Wenn jemand gesagt hat, dass ich mich als Frau/Mädchen so und so verhalten oder anziehen oder aussehen müsste, hab‘ ich versucht, mich dem anzupassen, auch wenn es mir sehr oft nicht gefallen hat.

Als mich Menschen ärgern wollten, indem sie mich gefragt haben, ob ich ein Junge oder ein Mädchen bin, hat mir das Angst gemacht, weil das ja schließlich keine Option war.

Inzwischen weiß ich, dass ich nicht in die Vorstellungen der Gesellschaft passen muss, nur weil mein Körper so aussieht wie er aussieht.

Mein Brüste machen mich nicht zu einer Frau, sondern zu einer Person mit Brüsten. Mehr nicht.

Meine lackierten Fingernägel machen mich nicht zu einer Frau, sondern einer Person, die gerne bunte Fingernägel mag.

Umgekehrt machen mich meine kurzen Haare aber auch nicht automatisch zu einem Mann, sondern zu einer Person, die sich mit kurzen Haaren lieber mag.

Traditionell männlich/weiblich gelesene Dinge zu mögen bedeutet auch nicht automatisch, dass ich männlich oder weiblich bin.

(Ich wünschte, ich könnte dem Vergangenheitstasha sagen, dass es sich deshalb nicht fertig machen muss.)

 

Im Prinzip bin ich aktuell an einem Punkt, an dem ich mir ziemlich sicher bin, dass ich keine Frau bin, aber noch nicht weiß, was dann und ich habe gemerkt, dass ich mich auch nicht drängen muss, da ein Label zu finden, das für mich passt. Genderqueer/nonbinary ist aktuell das genauste, was ich über mich sagen kann, aber das ist okay. Für mich selbst brauche ich eigentlich auch keine Bezeichnung, weil mir persönlich Labels nicht so wichtig sind. Labels spielen für mich nur dann eine Rolle, wenn ich mich und meine Identität gegenüber anderen Menschen erklären möchte und soweit bin ich außerhalb meiner Twitter-Filterbubble sowieso noch nicht. Und auch sonst: Ich habe Zeit. (Zeit, die ich unter anderem dafür nutzen will, den internalisierten Cissexismus, den ich gegenüber anderen so gut ich kann vermeiden will, loszuwerden. Ich habe festgestellt, dass es mir leichter fällt, wenn es dabei nicht um mich geht.)

 

Und was ist jetzt mit Pronomen? 

In letzter Zeit haben mich schon ein paar Leute gefragt, wie es mit Pronomen aussieht beziehungsweise, welche Pronomen sie für mich verwenden sollen.

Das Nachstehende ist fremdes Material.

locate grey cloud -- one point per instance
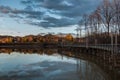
(70, 11)
(65, 8)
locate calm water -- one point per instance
(47, 65)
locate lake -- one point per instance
(53, 64)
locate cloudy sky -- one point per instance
(23, 17)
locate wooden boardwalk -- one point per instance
(108, 47)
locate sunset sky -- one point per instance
(23, 17)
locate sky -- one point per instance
(24, 17)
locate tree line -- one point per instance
(102, 22)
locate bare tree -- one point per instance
(106, 13)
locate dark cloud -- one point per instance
(54, 13)
(67, 9)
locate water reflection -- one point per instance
(57, 64)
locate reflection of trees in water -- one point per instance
(29, 51)
(109, 64)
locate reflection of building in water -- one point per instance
(94, 66)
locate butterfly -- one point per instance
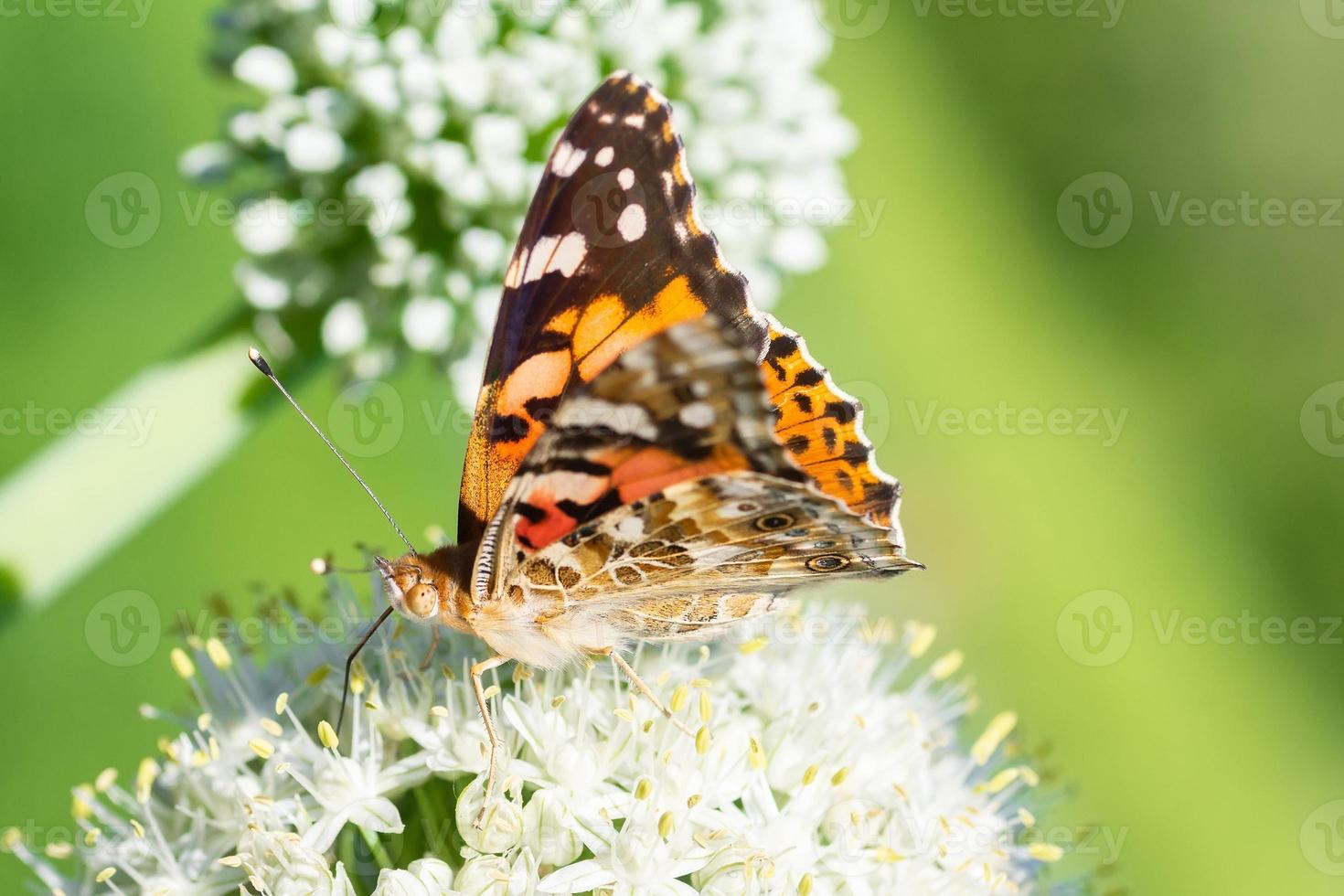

Da ich selbst noch nicht so lange über dieses Thema nachdenke und das Gefühl habe, Pronomen sind (für mich) zu einem Großteil Gewöhnungssache, sind sie/ihre-Pronomen weiterhin in Ordnung. Wenn ihr im Deutschen neutrale Pronomen für mich verwenden wollt, ist es für mich okay. (Anmerkung hierzu: Bitte benutzt es nie für eine Person, die das nicht direkt so gesagt hat. Es wird oft abwertend verstanden und nicht jede nonbinary Person möchte dieses Pronomen für sich verwendet sehen. Am besten einfach nachfragen, wenn ihr nicht wisst, welches Pronomen eine Person nutzt.)

Im Englischen ist she/her und Singular-they/them schön, weil es damit schon ein neutrales Pronomen gibt, das allgemein bekannt ist und verwendet wird, wenn das Geschlecht einer Person nicht klar ist.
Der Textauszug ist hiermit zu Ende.